Buy your garden seeds quickly if you haven’t already done so. Know your last frost date and look at the start dates on the back of the packet to make sure you still have time to sow the seeds.
Garden Planting for February
Camellias, hellebores, and primroses can be planted now and will add a much-needed pop of color.
Spring-Flowering Evergreen Shrubs and Vines
Azaleas and rhododendrons are Pacific Northwest favorites and can be planted this month.
This includes fruit trees, shrubs, roses, grapes, and berries. Bare-root and potted roses can be planted in February. Bare-root vegetables such as artichokes, asparagus, and rhubarb can also be planted this month.
Begin planting annuals such as pansies, calendula, and poppies in containers, hanging baskets, and borders this month.
Start seeds indoors for cool-season veggies, such as lettuce, onions, broccoli, and Brussel sprouts.
Transplant cool-season starts such as carrots, arugula, cabbage, kale, lettuce, and onions into the garden. Plant the starts and seeds in amended soil with compost and organic fertilizer.
Sow Flower Seeds
Monthly Maintenance in the February Garden
Prune Roses, Grapes and Wisteria
Late February is a good time to prune roses, grapes, and wisteria in the Pacific Northwest. I wait until President’s Day to prune mine.
Be sure to use clean tools while pruning. Remove any dead or injured canes and any suckers (branches growing from below the graft). Keep the three to five strongest canes but cut them back by about a third, making sure each cane has at least one outward-facing bud.
Be aware of what type of hydrangea you’re growing in the garden. Hydrangea pruning methods vary greatly depending on the species. Incorrect pruning can lead to the flowers blooming very late in the season or even a year without any blooms at all.
- Smooth hydrangeas should be cut close to the ground to ensure that strong new stems will bloom on new growth in the same season.
- Bigleaf hydrangeas should only be pruned gently, as they bloom on old wood. Remove last year’s flowers, and prune to the first or second set of buds.
- Panicle hydrangeas can be pruned to the size of the space you want and will bloom on the current season’s growth.
Cut Back Ornamental Grasses
Cut back ornamental grasses just before new spring growth begins. New growth will return soon after the weather gets warmer.
Use cutting shears to cut grass to 1 or 2 feet high. Once cut back, add a layer of compost around grasses and water them well to help stimulate growth.
Prune Trees and Shrubs
Pruning deciduous trees and shrubs promote plant health, maintains size and shape, and allows sunlight to reach plant foliage and should be down while they are still dormant.
Remove dead, broken, or diseased branches and trim for shape. Open up the structure by removing any crossing branches.
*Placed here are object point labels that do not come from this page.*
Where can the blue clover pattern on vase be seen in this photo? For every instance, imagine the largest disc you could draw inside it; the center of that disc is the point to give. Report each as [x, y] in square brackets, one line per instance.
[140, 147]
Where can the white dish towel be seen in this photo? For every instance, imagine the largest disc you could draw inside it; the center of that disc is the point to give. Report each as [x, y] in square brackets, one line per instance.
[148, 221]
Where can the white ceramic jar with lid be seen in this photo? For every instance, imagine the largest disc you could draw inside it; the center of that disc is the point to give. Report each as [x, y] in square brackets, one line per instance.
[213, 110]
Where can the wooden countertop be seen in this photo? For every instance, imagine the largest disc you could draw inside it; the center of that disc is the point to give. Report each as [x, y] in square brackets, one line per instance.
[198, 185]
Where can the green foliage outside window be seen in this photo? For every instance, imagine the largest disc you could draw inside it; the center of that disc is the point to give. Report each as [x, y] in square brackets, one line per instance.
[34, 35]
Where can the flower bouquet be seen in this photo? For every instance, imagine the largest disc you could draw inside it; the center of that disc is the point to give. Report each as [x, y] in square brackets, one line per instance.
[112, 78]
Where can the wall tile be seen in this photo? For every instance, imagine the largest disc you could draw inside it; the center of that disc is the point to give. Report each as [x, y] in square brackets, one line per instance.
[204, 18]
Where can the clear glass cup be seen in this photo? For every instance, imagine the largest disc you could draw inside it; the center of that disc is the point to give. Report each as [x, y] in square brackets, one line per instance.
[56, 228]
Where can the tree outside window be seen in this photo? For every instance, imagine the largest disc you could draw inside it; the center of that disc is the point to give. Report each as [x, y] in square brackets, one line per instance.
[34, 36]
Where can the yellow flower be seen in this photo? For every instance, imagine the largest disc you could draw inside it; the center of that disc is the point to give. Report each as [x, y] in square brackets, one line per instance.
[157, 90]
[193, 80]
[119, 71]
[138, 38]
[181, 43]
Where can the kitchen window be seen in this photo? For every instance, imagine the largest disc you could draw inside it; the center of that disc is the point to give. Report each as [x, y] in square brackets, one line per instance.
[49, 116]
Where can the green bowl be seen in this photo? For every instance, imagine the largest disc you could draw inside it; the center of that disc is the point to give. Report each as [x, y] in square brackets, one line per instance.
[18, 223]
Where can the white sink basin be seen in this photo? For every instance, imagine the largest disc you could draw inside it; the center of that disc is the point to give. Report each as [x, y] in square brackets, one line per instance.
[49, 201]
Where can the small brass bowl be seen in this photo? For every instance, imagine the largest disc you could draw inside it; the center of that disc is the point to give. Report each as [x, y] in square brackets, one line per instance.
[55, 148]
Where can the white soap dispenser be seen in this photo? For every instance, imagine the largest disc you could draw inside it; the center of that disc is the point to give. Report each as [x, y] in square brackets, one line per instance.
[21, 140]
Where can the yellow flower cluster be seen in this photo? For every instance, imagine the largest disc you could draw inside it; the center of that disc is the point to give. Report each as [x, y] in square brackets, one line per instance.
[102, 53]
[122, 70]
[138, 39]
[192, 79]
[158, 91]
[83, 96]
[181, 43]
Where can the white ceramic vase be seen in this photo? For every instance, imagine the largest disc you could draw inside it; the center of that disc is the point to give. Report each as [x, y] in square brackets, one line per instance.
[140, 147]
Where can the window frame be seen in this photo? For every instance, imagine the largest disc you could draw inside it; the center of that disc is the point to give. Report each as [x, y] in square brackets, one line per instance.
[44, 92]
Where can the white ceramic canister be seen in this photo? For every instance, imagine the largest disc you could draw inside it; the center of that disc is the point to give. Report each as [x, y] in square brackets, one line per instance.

*Don’t prune spring-blooming shrubs until after they flower.
Clean Up Your Perennials
Cut down any remaining perennial stems while not damaging any emerging shoots.
Spray Fruit Trees
You can help protect ornamental plants from pests and disease, while they are still dormant, by applying horticultural oil/ dormant spray this month.
Start Treating for Slugs and Snails
I use Sluggo in my garden which is pet friendly.
Keep an eye on your early spring bulbs growth. When the foliage is 1 inch high, you can gradually start removing the mulch around the plant.
Add Color to Your Home in February
Cut Flowering Branches
Bring color into your home by cutting flowering branches such as forsythia, dogwood, pussy willow, quince, crabapple, and flowering cherry.
I hope this gives you an idea of some gardening to-dos that need to be done here in the Pacific Northwest for the month of February.